# Light Switch



## henmunoz (Oct 29, 2005)

I am the proud owner of A 25rss and in the main entrance there are four light switches. The top two control the out side lights. The bottom two is were the problem lies. The right one controls all the inside lights and the left one..







... I was hoping you all can help me with because I have no idea if it even works.


----------



## CamperAndy (Aug 26, 2004)

The other one on the bottom controls the street side flood (scare) light. It is easy to leave on by mistake and it will kill the battery over night if you do not have shore power.


----------



## Moosegut (Sep 24, 2005)

It amazes me how they wire these switches. Must be the same guy who labels the tank valves. There is no rhyme or reason - I've heard of all different configurations for the four switches. Some people have labeled theirs, but labels don't help me in the dark.
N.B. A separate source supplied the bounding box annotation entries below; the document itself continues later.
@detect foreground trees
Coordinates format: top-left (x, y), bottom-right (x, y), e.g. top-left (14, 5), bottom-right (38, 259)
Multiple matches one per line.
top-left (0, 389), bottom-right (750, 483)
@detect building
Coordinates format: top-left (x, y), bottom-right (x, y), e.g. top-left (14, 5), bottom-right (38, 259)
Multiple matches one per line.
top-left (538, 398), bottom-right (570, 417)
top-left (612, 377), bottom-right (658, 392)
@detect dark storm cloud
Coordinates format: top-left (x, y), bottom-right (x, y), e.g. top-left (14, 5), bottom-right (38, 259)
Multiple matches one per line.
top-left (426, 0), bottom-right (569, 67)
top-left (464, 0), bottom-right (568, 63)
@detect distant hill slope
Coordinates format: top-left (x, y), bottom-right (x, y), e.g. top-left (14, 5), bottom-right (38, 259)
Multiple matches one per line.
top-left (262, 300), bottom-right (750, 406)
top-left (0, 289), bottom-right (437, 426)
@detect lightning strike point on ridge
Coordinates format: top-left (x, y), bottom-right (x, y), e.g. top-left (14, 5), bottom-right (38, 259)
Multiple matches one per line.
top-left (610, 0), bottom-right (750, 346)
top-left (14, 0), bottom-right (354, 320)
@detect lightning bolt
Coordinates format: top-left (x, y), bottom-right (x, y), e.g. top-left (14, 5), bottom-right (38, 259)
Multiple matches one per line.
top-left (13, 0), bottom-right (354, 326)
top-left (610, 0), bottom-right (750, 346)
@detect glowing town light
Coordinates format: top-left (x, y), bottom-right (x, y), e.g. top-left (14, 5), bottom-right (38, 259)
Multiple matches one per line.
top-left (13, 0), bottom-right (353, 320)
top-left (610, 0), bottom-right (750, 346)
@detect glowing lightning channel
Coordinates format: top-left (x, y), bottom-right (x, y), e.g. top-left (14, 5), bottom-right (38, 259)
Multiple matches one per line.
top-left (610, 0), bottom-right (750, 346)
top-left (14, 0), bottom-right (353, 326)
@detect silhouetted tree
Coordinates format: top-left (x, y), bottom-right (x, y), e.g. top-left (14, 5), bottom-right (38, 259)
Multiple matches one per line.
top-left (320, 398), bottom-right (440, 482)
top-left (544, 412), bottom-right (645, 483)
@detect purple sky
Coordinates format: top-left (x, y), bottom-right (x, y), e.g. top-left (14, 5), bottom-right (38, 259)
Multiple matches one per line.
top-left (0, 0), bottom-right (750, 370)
I rewired mine so that both RIGHT switches control the outside RIGHT lights. The top left switch controls the interior lights and the bottom left controls the outside left light. I wanted to make both bottom switches control the left and right security lights and the top right control the amber "porch" light, but the wires weren't long enough. Confused?









All I have to do is feel for the top left switch or either of the right switches to light my way. I don't have to get my flashlight out, go to the bathroom to get my glasses, come back to the door and then read the labels.









Scott


----------



## huntr70 (Jul 8, 2005)

henmunoz said:


> I am the proud owner of A 25rss and in the main entrance there are four light switches. The top two control the out side lights. The bottom two is were the problem lies. The right one controls all the inside lights and the left one..
> 
> 
> 
> ...


Do the top 2 control the 2 outside flood lights??

If so, that switch is most likely the yellow light under the awning.

Steve


----------



## California Jim (Dec 11, 2003)

1. Awning side flood
2. Street side flood
3. Awning side amber light
4. Interior lights

Not in any particular order. I used a label maker to, well, label them


----------



## nynethead (Sep 23, 2005)

I got the same 4 on mine, I usually just put on on to see the others in the dark. If I choose the wrong one I flip another. Gotta get that Ptouch out in the spring time


----------



## huntr70 (Jul 8, 2005)

I actually reconfigured mine so that the top 2 are the outside scare (flood) lights and the bottom 2 are the interior and amber awning light.

They were all screwed up from factory.

Steve


----------



## ee4308 (Aug 23, 2005)

California Jim said:


> 1. Awning side flood
> 2. Street side flood
> 3. Awning side amber light
> 4. Interior lights
> ...


Ditto! Done the same with mine. sunny I had alaready figured out which was which, but figured the label would help others. Also labeled all others through out the TT.


----------



## tdvffjohn (Mar 10, 2005)

I just enjoy turning on the wrong switch for the right light and saying......you idiot ,wrong switch...... to myself


----------



## HootBob (Apr 26, 2004)

I didn't label mine yet
I remember which switch is which
And I just like watching everyone else keep turning the wrong ones on









Don


----------



## wolfwood (Sep 19, 2005)

tdvffjohn said:


> I just enjoy turning on the wrong switch for the right light and saying......you idiot ,wrong switch...... to myself
> 
> 
> 
> ...


How do you know if its the right light if its the wrong switch? Maybe you actually had the right switch but the wrong light. Besides, didn't someone say that the right light is wired to the bottom left switch?







Now THAT'S wrong!


----------



## nascarcamper (Jan 27, 2005)

I labeled mine after leaving the streetside lite shining in my neighbors window all night.


----------



## Oregon_Camper (Sep 13, 2004)

Here is how mine are labeled


----------



## henmunoz (Oct 29, 2005)

Thanks to all. It seems that the mystery switch controls the Street side flood light. I did not know it was there. shy Thanks for the quick answer.


----------



## Thor (Apr 7, 2004)

henmunoz said:


> Thanks to all. It seems that the mystery switch controls the Street side flood light. I did not know it was there. shyÂ Thanks for the quick answer.
> [snapback]72417[/snapback]​


I loved the question - Reason: My very 1st post other than Hi I am a newbie was what does this light switch do. I also did not know I had a light by the outdoor shower.









Thor


----------



## nascarcamper (Jan 27, 2005)

Oregon_Camper said:


> Here is how mine are labeled
> 
> 
> 
> ...


That looks nice. I labeled mine with a sharpie. Then I found the brother label maker I bought 5 years ago and forgot about. shy


----------



## mswalt (Sep 14, 2004)

> loved the question - Reason: My very 1st post other than Hi I am a newbie was what does this light switch do. I also did not know I had a light by the outdoor shower.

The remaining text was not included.